I taught English in South Korea for three years. I have now been teaching English in China for three months. Here are the differences I’ve noticed.

[Your experience may differ.]

  1. In Korea, communication with fellow expats is done on Facebook. Communication with your Korean co-workers is done on Kakao. In China, all communication is done on WeChat.
  2. I was the only foreigner at my school in Korea. I’m one of five foreigners at my school in China.
  3. School cafeteria food, in my opinion, is better in China than in Korea.
  4. Korea has much more western food options when it comes to convenience stores / grocery stores and restaurants.
  5. Drinking is bigger in Korea (Soju is as cheap as water).

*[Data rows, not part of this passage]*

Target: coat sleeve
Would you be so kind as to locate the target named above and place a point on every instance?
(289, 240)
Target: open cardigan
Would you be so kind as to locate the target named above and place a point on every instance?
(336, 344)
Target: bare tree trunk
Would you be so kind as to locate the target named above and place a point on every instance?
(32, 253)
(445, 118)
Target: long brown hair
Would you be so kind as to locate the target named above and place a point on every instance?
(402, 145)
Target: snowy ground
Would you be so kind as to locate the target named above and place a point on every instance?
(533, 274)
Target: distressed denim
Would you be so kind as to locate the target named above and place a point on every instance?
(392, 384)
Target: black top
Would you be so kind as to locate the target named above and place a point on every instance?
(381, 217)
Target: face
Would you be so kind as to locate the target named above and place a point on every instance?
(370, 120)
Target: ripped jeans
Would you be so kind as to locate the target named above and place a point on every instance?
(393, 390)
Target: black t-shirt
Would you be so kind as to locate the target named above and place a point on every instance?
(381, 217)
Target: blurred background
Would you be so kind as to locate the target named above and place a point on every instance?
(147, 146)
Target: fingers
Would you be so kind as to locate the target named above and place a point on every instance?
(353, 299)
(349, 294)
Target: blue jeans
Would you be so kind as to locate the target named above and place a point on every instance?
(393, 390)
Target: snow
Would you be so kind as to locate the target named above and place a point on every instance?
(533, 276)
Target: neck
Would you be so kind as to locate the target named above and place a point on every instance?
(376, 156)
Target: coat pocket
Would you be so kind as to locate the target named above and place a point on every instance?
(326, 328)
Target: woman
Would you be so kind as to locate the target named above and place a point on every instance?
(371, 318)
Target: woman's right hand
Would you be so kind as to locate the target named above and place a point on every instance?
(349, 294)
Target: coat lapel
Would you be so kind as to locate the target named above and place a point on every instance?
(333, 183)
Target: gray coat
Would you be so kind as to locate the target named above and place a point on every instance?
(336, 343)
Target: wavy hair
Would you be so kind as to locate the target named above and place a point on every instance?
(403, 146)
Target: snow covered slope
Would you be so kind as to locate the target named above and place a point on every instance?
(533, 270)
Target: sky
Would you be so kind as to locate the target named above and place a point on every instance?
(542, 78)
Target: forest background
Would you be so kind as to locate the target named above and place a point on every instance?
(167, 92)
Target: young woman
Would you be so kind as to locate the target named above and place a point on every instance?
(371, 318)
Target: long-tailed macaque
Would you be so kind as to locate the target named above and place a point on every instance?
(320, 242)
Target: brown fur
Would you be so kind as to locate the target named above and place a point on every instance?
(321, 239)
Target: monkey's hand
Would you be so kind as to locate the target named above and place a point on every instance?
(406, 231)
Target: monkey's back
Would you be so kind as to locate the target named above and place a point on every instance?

Smoking is bigger in China. I’ve seen places in China with No Smoking signs and ash trays with cigarette butts in them. Obviously the signs aren’t really enforced.
  6. Korea has restaurants where you take off your shoes and sit on the floor. China does not.
  7. In Korea, I had to take off my shoes at school and wear slippers. In China I can wear my regular shoes at school all day.
  8. To live and work in China, I had to get two visas. The first visa I got in the US allowed me to move to China and start working. Then in China I got a second visa after becoming a legal resident. Korea only required one working visa.
  9. Christian churches are everywhere in South Korea. I’ve seen one here in China, and it was a tourist attraction.
  10. In Korea you receive bills in the mail and pay for your utilities through online banking. Here in my apartment building in China I have to pay for the amount of time I want my utilities to run. For example: I paid for nine months of electricity because my lease / contract ends in nine months.
  11. I had a better social life in South Korea. There were clubs, groups, parties, and events for foreigners all the time. Never in China.
  12. Eating out in Korea as a foreigner is easier because the restaurant names are usually written in English, and the menus are usually translated into English. Maybe it’s just because I’m in a small town in China, but I rarely ever see signs or menus with any English.
  13. The work environment in China has been much less chaotic and dramatic than Korea. One of my Korean co-teachers bullied me. The schedule was always changing at the last minute. Communication here in China has been easier, more effective, punctual, and friendlier.
  14. As far as I know, China doesn’t have something like EPIK. One of the best things about EPIK was that it provided free Korean lessons to us. In China you have to find and pay for a private tutor. To save money, I’m studying Chinese with Spotify and Lingo Deer.
  15. I saw more incorrect English writing on clothing in Korea.
  16. I get stared at by locals much more in China now than I did in Korea. In China I’ve had locals ask to get their picture taken with me like I’m a celebrity.
  17. I saw more locals wearing surgical masks to protect themselves from the air pollution in Korea even though the air pollution is worse in China.
  18. Korea’s Internet is faster and more reliable.
  19. Because of South Korea’s size, it’s very easy to hop on a train or bus from almost anywhere and be in Seoul or Busan within a few hours. Here in China, I have to fly to Beijing or Shanghai. Traveling across the country overland would take an entire day.
  20. More American movies come to CGV in Korea than China.
  21. In Korea it is very common to socialize with your co-workers after school, which would involve a buffet dinner at a hotel, drinking at a bar, and / or karaoke. (Side note: Koreans don’t care how good or bad you are at singing. Being a bad singer is no excuse for not participating in Karaoke.) This is not something I have experienced in China as of yet.
  22. My current school in China is well air-conditioned in the summer and well heated in the winter. In Korea, they care so much about saving money on electricity that they’ll wait until you’re frozen to turn on the heat or until you’re drowning in a lake of your own sweat to turn on the AC.

 

If you’re trying to decide on which country to teach ESL in for the first time, I hope this list helps.